Revenir à l'atelier
La Colombie est marquée par un conflit armé très ancien. Toutefois, ce n’est qu’à partir des processus de négociation de paix et de démobilisation des groupes de guérilla, notamment ceux menés à la Havane en 2012, que l’opinion publique nationale et internationale s’est aperçue du nombre important de femmes combattant dans les rangs de ces organisations. On découvrait ainsi à la table de négociation une délégation féminine représentant les FARC. Cette dernière fut ensuite intégrée à deux sous-commissions créées dans le cadre de la négociation de paix : la sous-commission technique pour la fin du conflit et la sous-commission du genre. Cette irruption d’une dimension active des femmes dans l’action armée ajouta un degré de complexité à la question de leur place et de leur rôle au sein de ces guérillas. La prise en compte de la perspective du genre dans les négociations de paix n’est pas un fait anodin. Elle est en effet le reflet d’une conjoncture nationale et internationale sensibilisée à la dénonciation des violences à l’égard des femmes et à leur implication dans la reconstruction post-conflit. C’est ce contexte exceptionnellement favorable qui nous permet de mener à bien cette enquête.

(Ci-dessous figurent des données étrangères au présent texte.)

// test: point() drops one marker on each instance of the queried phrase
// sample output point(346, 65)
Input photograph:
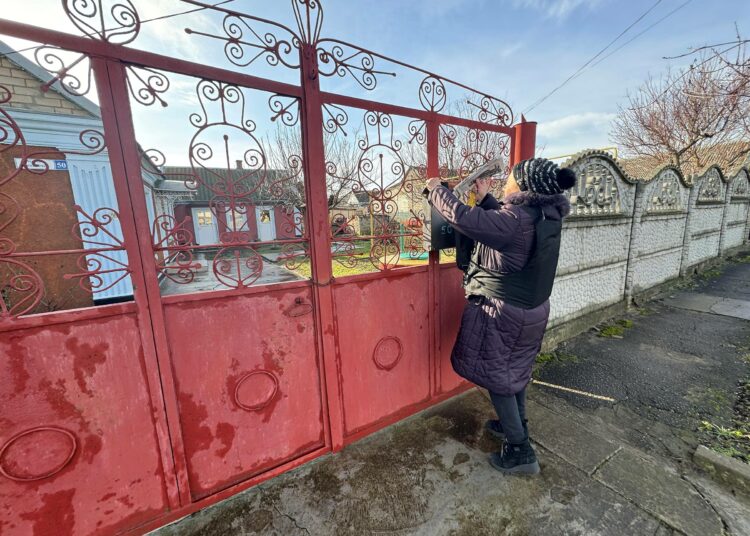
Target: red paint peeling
point(126, 501)
point(194, 415)
point(85, 360)
point(92, 445)
point(225, 434)
point(56, 517)
point(17, 358)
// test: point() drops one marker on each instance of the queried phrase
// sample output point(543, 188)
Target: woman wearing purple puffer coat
point(508, 284)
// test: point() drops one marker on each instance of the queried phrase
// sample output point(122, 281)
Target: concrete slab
point(428, 476)
point(660, 490)
point(574, 444)
point(706, 303)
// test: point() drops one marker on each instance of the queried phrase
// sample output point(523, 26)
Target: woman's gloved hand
point(432, 183)
point(480, 188)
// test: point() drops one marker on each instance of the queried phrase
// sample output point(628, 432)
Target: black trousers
point(511, 410)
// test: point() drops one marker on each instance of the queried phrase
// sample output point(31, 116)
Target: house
point(257, 217)
point(64, 174)
point(729, 156)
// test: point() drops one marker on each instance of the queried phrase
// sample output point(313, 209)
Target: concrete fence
point(626, 236)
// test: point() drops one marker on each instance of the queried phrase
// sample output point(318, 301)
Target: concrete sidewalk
point(609, 468)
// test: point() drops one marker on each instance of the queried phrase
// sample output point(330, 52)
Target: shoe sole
point(529, 469)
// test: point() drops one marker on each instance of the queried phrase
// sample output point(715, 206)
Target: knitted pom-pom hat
point(543, 176)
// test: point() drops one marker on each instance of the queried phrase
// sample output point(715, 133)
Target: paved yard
point(608, 468)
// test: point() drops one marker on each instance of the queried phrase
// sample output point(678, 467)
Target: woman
point(508, 284)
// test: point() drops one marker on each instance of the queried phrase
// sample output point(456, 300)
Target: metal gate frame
point(109, 64)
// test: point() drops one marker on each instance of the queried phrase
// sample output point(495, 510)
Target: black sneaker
point(516, 459)
point(495, 429)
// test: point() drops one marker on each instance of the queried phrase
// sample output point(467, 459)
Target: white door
point(204, 224)
point(266, 224)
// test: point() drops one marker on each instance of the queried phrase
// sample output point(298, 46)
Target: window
point(205, 217)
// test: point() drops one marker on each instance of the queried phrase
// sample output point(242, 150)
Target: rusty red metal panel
point(383, 347)
point(248, 385)
point(451, 305)
point(78, 448)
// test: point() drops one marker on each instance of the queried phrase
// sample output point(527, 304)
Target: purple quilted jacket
point(498, 343)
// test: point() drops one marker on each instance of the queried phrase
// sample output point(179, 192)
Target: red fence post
point(319, 230)
point(433, 267)
point(524, 142)
point(126, 171)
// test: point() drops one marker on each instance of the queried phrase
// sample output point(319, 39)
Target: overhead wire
point(592, 59)
point(144, 21)
point(636, 36)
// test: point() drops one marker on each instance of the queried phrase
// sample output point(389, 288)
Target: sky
point(517, 50)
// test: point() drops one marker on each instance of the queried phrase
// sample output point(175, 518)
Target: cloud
point(573, 133)
point(556, 9)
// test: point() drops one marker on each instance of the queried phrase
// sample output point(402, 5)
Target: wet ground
point(609, 468)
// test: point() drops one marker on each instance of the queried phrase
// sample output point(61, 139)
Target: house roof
point(43, 76)
point(723, 155)
point(207, 177)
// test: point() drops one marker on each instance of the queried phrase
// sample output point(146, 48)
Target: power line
point(675, 10)
point(582, 67)
point(144, 21)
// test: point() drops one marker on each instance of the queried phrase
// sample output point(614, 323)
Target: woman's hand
point(481, 187)
point(433, 183)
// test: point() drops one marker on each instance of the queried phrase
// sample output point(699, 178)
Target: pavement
point(608, 468)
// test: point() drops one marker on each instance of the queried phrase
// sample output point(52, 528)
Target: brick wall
point(27, 94)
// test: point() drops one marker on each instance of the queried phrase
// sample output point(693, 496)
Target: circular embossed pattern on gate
point(256, 390)
point(37, 453)
point(387, 353)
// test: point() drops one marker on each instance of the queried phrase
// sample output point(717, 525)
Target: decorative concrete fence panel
point(593, 262)
point(661, 209)
point(705, 218)
point(735, 228)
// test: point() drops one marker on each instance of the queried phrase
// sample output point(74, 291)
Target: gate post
point(319, 231)
point(524, 141)
point(433, 266)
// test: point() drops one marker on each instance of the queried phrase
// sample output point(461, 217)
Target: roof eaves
point(43, 76)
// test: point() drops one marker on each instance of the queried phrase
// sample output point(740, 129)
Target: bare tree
point(284, 152)
point(687, 113)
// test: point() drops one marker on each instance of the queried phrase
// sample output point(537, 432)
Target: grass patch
point(555, 357)
point(732, 442)
point(615, 330)
point(710, 274)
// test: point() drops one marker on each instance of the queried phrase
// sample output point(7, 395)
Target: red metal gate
point(238, 356)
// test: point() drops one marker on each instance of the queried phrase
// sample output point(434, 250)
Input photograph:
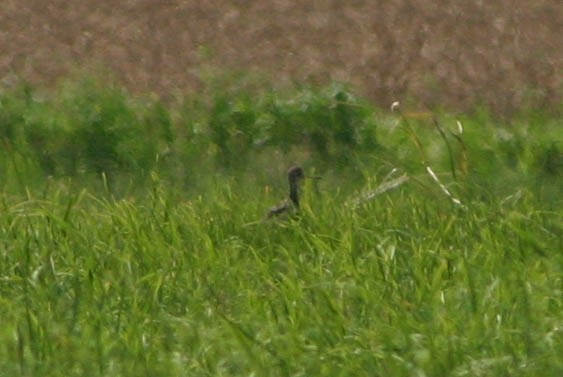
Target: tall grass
point(152, 258)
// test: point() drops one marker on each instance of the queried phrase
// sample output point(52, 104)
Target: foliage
point(132, 240)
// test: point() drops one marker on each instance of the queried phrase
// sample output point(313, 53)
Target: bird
point(295, 176)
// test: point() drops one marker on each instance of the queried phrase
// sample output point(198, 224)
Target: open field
point(132, 241)
point(505, 54)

Au croisement de la sociologie politique et de la sociologie du genre, cette recherche se propose d’exposer la façon dont la dynamique du conflit et de la violence a créé pour les femmes un nouveau rapport au politique et au social. Pour cela, elle s’appuie, outre la recherche documentaire, sur le récit de femmes engagées dans divers mouvements œuvrant pour la paix. Cette recherche se base également sur le témoignage d’anciennes combattantes issues de divers groupes de guérilla. Celles-ci sont rassemblées dans un collectif engagé dans un processus de « prise de parole » devenant largement présent sur la scène publique colombienne. Enfin, cette thèse s’appuie sur des entretiens réalisés avec les responsables des programmes gouvernementaux de démobilisation et de réinsertion. Dans un contexte de conflit armé, les femmes sont amenées à osciller entre différentes postures : victimes, agents de violence, militantes pour la paix et pour les droits des femmes. Notre analyse de l’hétérogénéité de ces expériences est une porte d’entrée possible à leur prise en compte dans la mise en place des politiques publiques de démobilisation et de réinsertion sous la perspective du genre en Colombie1.
Notes
1
Ce travail a été réalisé dans le cadre du laboratoire d’excellence Tepsis, portant la référence ANR-11-LABX-0067 et a bénéficié d’une aide au titre du Programme Investissements d’Avenir.